Maintenance-wise, Hare & Bone founder Sam Burnett says it's all dependant on your personal style, but there are products to make it as low-effort as possible. "For a more controlled finish, blow-dry with the nozzle directing the air flow down, so it smooths and seals the cuticle. Always prep with a good heat protectant – my go-to is the KMS ThermaShape Quick Blow Dry Spray. For natural styling (my current favourite) simply let it dry naturally, apply an oil to protect and smooth – Kerasilk Control Rich Protective Oil is great – then finish with the KMS HairPlay Sea Salt Spray.”
Scott notes that, whether soft or blunt, micro fringes are "always a statement regardless. They should be worn with confidence. You need to work it and own it, and this might mean slightly changing your makeup – go stronger with your eye makeup or turn up the volume on your lipstick." Most salons offer free fringe trims, too, meaning once you've taken the plunge, it's plain sailing from there on out.

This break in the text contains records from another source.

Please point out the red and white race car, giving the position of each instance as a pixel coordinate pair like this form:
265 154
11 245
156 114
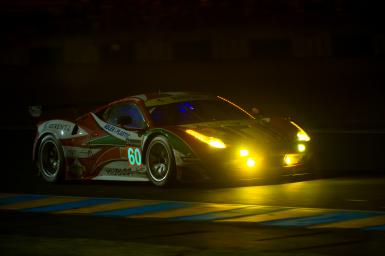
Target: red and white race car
166 137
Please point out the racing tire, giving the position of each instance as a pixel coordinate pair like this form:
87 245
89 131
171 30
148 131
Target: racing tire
160 162
50 161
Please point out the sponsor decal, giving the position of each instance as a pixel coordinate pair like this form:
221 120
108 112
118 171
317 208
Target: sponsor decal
118 170
131 138
78 152
58 126
77 169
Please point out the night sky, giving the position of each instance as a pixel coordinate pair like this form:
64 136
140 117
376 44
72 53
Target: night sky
319 61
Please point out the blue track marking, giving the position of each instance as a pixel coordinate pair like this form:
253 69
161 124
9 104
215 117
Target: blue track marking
228 214
320 219
374 228
142 209
70 205
20 198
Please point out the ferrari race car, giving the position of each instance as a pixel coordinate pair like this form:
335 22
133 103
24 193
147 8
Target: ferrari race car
169 137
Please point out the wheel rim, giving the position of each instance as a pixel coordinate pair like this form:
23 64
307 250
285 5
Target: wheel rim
50 159
159 162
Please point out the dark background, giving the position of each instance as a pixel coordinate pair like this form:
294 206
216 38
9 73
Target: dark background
319 61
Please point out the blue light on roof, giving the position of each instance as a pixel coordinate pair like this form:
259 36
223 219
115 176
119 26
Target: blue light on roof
185 106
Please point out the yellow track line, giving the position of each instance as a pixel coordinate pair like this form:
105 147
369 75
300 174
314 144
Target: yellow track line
290 213
192 210
357 223
39 203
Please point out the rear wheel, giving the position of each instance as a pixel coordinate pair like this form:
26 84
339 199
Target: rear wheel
160 162
51 159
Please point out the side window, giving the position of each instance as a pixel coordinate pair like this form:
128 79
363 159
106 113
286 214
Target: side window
126 115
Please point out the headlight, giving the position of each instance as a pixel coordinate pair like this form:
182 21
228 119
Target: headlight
301 134
301 148
214 142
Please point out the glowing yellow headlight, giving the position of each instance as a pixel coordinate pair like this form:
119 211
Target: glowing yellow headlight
292 159
301 148
243 152
214 142
301 134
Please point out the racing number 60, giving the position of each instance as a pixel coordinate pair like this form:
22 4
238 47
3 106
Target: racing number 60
134 156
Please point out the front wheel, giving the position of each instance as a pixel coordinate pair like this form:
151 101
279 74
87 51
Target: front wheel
160 162
51 159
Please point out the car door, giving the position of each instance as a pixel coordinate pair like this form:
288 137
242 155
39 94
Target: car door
122 126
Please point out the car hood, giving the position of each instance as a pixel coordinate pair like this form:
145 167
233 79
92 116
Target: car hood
240 131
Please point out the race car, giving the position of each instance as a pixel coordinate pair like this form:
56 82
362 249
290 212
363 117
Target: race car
170 137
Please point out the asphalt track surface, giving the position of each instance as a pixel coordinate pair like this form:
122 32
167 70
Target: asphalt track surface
49 233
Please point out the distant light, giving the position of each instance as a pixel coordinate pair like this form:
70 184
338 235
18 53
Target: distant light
216 143
301 134
301 147
250 162
292 159
238 107
287 160
243 152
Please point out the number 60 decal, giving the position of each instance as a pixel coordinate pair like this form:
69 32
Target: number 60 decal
134 156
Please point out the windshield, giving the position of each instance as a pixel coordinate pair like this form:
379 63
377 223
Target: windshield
194 112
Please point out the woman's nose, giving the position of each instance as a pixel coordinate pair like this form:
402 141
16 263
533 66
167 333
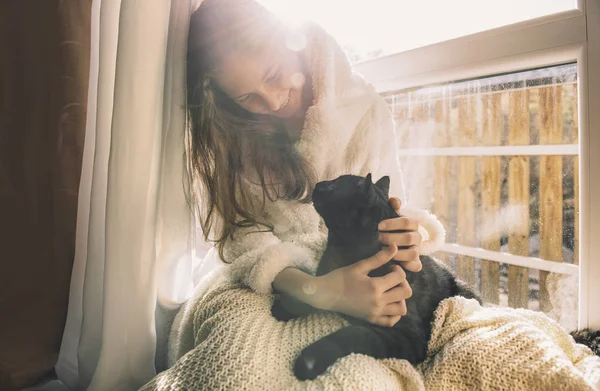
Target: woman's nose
274 99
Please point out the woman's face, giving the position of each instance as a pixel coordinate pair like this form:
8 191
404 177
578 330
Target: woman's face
268 81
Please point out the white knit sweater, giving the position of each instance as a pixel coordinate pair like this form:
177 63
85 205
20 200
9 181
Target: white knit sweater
348 130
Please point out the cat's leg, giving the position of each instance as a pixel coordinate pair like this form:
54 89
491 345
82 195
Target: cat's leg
317 357
286 308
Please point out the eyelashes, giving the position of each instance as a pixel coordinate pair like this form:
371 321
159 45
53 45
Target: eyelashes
275 76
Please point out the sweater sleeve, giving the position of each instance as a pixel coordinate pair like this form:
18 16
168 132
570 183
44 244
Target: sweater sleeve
430 228
257 256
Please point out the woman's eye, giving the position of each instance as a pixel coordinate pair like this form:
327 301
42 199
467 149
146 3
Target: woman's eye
275 76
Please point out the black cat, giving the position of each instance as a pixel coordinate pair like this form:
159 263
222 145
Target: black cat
352 207
589 338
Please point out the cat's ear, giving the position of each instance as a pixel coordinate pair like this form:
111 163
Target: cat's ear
367 184
384 184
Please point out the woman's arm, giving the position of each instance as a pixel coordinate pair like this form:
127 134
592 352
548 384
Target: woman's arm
350 290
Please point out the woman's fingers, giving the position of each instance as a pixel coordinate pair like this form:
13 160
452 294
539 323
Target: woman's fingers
395 309
401 239
399 223
396 294
412 266
390 280
382 257
395 203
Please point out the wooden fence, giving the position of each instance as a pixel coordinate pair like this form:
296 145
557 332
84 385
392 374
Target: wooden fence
496 160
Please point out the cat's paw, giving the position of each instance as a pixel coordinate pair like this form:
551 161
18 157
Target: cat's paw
315 359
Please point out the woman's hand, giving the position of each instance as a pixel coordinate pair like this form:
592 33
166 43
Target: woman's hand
378 300
408 242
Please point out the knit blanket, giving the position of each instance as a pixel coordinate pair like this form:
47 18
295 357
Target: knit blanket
240 346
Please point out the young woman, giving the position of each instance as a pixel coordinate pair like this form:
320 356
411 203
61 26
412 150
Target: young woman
273 110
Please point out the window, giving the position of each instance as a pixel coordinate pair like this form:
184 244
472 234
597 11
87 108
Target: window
502 124
381 27
496 159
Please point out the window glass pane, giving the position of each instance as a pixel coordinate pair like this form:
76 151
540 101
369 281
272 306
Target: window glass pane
369 29
496 159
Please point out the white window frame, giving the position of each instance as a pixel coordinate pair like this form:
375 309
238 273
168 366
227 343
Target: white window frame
568 36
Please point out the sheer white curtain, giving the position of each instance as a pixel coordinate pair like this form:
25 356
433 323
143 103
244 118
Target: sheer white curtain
133 247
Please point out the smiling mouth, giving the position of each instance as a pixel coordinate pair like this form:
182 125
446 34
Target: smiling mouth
284 105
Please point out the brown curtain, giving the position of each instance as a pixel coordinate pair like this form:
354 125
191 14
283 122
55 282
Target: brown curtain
44 65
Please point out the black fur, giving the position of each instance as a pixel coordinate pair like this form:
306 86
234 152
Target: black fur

Unless of course you get instant regret. If you're worried it's less Amélie and more Jim Carrey in Dumb and Dumber, fear not. “First thing to note, there’s always an out," Sam offers. "If you feel it’s not really you, have a chat to your stylist and they will be able to help you manage the growing out process so that you’re happy with your end result that works with your lifestyle. The easiest style to recreate from baby bangs would be the iconic Brigitte Bardot fringe, because as it starts to get longer, you can start to part it and have your stylist tailor and adapt it to your face shape and features." Sato recommends playing around with accessories like grips, scarves and berets until it grows out; either way, you have plenty of options if you decide it's a statement too far. Us? We'll be trimming one in come summer, when a few inches off our hair is the perfect antidote to city heat.